The question is no longer whether liability will shift upstream, but how quickly, through which mechanisms, and at what transition cost during the reallocation.
Methodology
Chicago School Accelerated operates as an integrated foresight methodology rather than as a collection of independent doctrinal lenses. The analysis generates predictions through comparative Cognitive Digital Twin (CDT) simulations benchmarked against a high-capacity institutional baseline. CDT simulations evaluate relative prevention capacity, incentive elasticity, coordination failure, and causal integrity across actors and systems.
The methodology operates as directional and comparative, not empirical in the statistical sense. Quantitative figures (including Hand formula inputs, delay indices, and behavioral failure rates) test robustness and directional invariance rather than claim precision. Where assumptions are required, the analysis applies conservative bounds and sensitivity checks to confirm that conclusions do not depend on narrow parameter choices.
Behavioral economics operates as a binding feasibility constraint. When evidence shows that downstream actors cannot adjust behavior ex ante, price-based or disclosure-based allocation rules are treated as infeasible regardless of nominal efficiency. Liability predictions therefore follow prevention capacity rather than formal role.
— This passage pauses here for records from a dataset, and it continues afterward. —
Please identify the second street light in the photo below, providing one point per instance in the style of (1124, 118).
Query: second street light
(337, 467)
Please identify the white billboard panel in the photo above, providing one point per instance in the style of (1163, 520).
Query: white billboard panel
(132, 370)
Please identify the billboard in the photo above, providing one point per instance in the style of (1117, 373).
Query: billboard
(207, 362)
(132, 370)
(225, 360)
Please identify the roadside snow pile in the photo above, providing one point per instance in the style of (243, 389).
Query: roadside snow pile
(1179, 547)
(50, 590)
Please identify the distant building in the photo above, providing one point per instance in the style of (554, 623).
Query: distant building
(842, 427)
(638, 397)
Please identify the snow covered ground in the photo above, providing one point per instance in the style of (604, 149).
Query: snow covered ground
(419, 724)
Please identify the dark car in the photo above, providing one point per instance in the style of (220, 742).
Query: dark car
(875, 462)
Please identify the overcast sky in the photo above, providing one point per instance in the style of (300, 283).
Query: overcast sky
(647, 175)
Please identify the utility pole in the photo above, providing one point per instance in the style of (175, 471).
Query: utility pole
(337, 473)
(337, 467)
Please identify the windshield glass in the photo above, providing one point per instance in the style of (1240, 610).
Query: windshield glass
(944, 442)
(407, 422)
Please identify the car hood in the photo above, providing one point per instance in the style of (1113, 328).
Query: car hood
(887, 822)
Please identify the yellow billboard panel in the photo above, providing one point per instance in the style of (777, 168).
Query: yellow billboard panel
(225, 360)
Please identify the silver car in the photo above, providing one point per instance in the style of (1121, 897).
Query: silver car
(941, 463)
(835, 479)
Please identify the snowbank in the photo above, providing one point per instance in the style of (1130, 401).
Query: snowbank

Predictions are time-bound and falsifiable. Each major conclusion implies observable institutional responses—pleading survival, insurance underwriting changes, contract redesign, and regulatory sequencing—that can confirm or falsify the framework over defined horizons.
Metrics Referenced
Several metrics appear in the body text to quantify behavioral, causal, and institutional dynamics. The following definitions provide reference for readers unfamiliar with CDT simulation terminology. All scores represent relative comparative strength, not empirical measurements.
CSI (Causal Sufficiency Index): Composite score evaluating whether a causal chain is load-bearing. CSI ≥ 0.70 indicates accepted causal link. Components include ALI (Action-Language Integrity), CMF (Cognitive-Motor Fidelity), and RIS (Response Integrity Score).
DPI (Delay Propagation Index): Measures how regulatory delay compounds harm. High DPI indicates bills weaken between introduction and enactment.
Coordination capacity: Measures ability of fragmented actors to align on shared standards. Scores below 0.60 indicate coordination failure without external focal point.
Focal-point integrity: Measures durability of coordination equilibria. Degraded scores indicate instability susceptible to peer-state precedent.
Behavioral drift: Measures pressure on actors to exit or adapt under regulatory change. Scores below 0.80 indicate adaptation is more likely than exit.
Velocity metrics (complaint, statutory, judicial): Measure relative speed of institutional response. Higher velocity indicates faster adaptation; the hierarchy reveals which mechanisms move first.
Methodological conclusion. Chicago School Accelerated prioritizes doctrinal clarity and predictive power. Detailed internal scoring frameworks beyond these referenced metrics are intentionally omitted from the main paper to preserve legal legibility and avoid false precision.